Library reference: deep Gaussian processes¶
For deep GPs, the fundamental class is the GIGP, which implements global inducing methods. Everything else (including local-inducing methods) are implemented in terms of GIGP
- class bayesfunc.GIGP(out_features, inducing_targets=None, log_prec_init=- 4.0, log_prec_lr=1.0, inducing_batch=None)¶
Global inducing point Gaussian process. Takes KG as input and returns features.
- arg:
out_features (int): Number of features to output.
- compulsory kwargs:
inducing_batch (int): Number of inducing points.
- optional kwargs:
inducing_targets: Initial setting of the inducing targets. Oly
log_prec_init: Initial value of the precision. Default to little evidence:
-4.log_prec_lr: Precision learning rate multiplier. Default:
1..
For testing
- bayesfunc.KernelGIGP(in_features, out_features, inducing_batch=None, **kwargs)¶
- bayesfunc.KernelLIGP(in_features, out_features, inducing_batch=None, kernel=None, **kwargs)¶
- class bayesfunc.SqExpKernel(in_features, inducing_batch=None)¶
Squared exponential kernel from features.
- arg:
in_features (int):
inducing_batch (int):
- class bayesfunc.SqExpKernelGram(log_lengthscale=0.0)¶
Squared exponential kernel from Gram matrix.
- optional kwargs:
log_lengthscale (float): initial value for the lengthscale.
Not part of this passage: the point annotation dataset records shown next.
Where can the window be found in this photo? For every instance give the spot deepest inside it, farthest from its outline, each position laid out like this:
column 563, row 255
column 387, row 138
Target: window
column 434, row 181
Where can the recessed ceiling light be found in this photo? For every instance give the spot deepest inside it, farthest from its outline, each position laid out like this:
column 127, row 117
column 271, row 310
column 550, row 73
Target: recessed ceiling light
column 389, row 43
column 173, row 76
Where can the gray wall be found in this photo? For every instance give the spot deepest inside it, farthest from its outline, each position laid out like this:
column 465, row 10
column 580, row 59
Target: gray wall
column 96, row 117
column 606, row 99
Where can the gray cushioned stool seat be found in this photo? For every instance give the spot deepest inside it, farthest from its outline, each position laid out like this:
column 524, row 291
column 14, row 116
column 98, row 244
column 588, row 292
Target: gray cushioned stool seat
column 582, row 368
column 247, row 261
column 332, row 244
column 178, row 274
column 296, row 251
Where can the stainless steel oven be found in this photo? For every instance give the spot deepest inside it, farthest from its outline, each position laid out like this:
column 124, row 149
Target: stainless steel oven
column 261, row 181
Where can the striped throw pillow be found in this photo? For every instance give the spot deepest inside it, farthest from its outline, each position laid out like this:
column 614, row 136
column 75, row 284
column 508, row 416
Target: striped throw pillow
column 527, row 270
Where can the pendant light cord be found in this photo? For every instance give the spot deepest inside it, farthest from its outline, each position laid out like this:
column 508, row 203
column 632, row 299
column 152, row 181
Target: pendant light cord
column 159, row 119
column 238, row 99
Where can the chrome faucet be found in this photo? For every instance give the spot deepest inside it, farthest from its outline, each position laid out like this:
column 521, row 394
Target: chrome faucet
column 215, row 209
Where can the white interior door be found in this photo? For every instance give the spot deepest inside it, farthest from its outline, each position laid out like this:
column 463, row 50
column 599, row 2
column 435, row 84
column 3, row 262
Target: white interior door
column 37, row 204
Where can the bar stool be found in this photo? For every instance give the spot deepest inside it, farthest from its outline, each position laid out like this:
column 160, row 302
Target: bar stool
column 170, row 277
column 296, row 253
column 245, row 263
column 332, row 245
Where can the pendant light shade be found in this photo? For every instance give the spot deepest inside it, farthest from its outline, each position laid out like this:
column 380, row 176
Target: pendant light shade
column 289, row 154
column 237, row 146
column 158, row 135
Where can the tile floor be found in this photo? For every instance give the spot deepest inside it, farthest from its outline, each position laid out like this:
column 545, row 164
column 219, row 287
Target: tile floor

Default:
0..
- class bayesfunc.ReluKernelGram¶
Relu kernel from Gram matrix.
- optional kwargs:
log_lengthscale (float): initial value for the lengthscale. Default:
0..
Library reference: deep kernel processes¶
- class bayesfunc.IWLayer(inducing_batch)¶
Inverse Wishart layer from a deep kernel process. Takes a KG as input, and returns KG as output.
- arg:
inducing_batch (int): number of inducing inputs
- class bayesfunc.SingularIWLayer(in_features, inducing_batch)¶
Singular Inverse Wishart layer which takes the input features in a deep kernel process. Takes a features as input, and returns KG as output.
- arg:
in_features (int): number of features
inducing_batch (int): number of inducing points.